Asked how PwC came up with that $15 billion projection for revenue gains, a spokesperson said in an email: "The source is PwC. The methodology for PwC's internal analysis is consistent with methodology used by [the Congressional Budget Office] in determining changes in drug spending following changes in drug coverage. The number of people gaining drug coverage (through their gaining insurance coverage under the ACA or experiencing improvements in existing coverage under the ACA) is tied to CBO's projections of changes in insurance enrollment." The CBO did not return our calls.

“If you think about who's going to be covered, it's hard to imagine increased utilization leading to a windfall,” said Richard Manning, a former Merck and Pfizer policy analyst who's now a partner at Washington economic consulting firm Bates White. “Think about the people who don't have insurance—it's either young and relatively healthy or sick and pretty complicated and often not seeking out care.
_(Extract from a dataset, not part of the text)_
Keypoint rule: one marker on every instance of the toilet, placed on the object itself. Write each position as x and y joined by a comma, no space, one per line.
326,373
If they're covered under Medicaid, they might be heavy users of generics rather than branded pharmaceuticals.”

There are a number of intangible benefits for pharmas in the law. First and foremost, though it might be hard to remember now, prior to the economic crises, there was an incredible amount of public angst about the tens of millions of uninsured and underinsured Americans, and because drug prices are, for most, the most visible healthcare cost, pharmas often bore the brunt of that ire.

The industry's sacrifices also bought pharmas a seat at the table as the bill was being hashed out, letting PhRMA negotiators nix deal-breakers like legalizing importation of drugs from Canada and other countries, or various price control schemes—though the trade group was unable to head off the implementation of the Independent Payment Advisory Board for Medicare. Unlike the less-cooperative device industry, on which the White House and Senate negotiators levied a harsh 2.3% excise tax, PhRMA got some say in how it would help make the law revenue-neutral, and much of the drug industry's contribution is going towards shoring up the Medicare Part D prescription drug benefit, which has provided a nice boost to utilization.

Those intangibles will be cold comfort to the biopharma bigs that felt Tauzin gave away the store in his dealings with the White House. Tauzin left PhRMA abruptly in February 2010, before the bill was passed and at a time when it looked like it might not make it.

A PhRMA spokesperson said that the group was reviewing the PwC numbers and had no comment beyond that issued in response to the Supreme Court decision. That statement, attributed to CEO John Castellani, said: “We respect the Court's decision and recognize that there will be ongoing policy discussions about the future of health care in America, and about the impact of today's decision on the health care law.  We will work with Congress and the Administration on a bipartisan basis to address these important issues and will continue to advocate for an environment that fosters medical innovation and access to new medicines.  We will also continue to work for necessary changes to the Affordable Care Act, such as the repeal of the Independent Payment Advisory Board (IPAB).”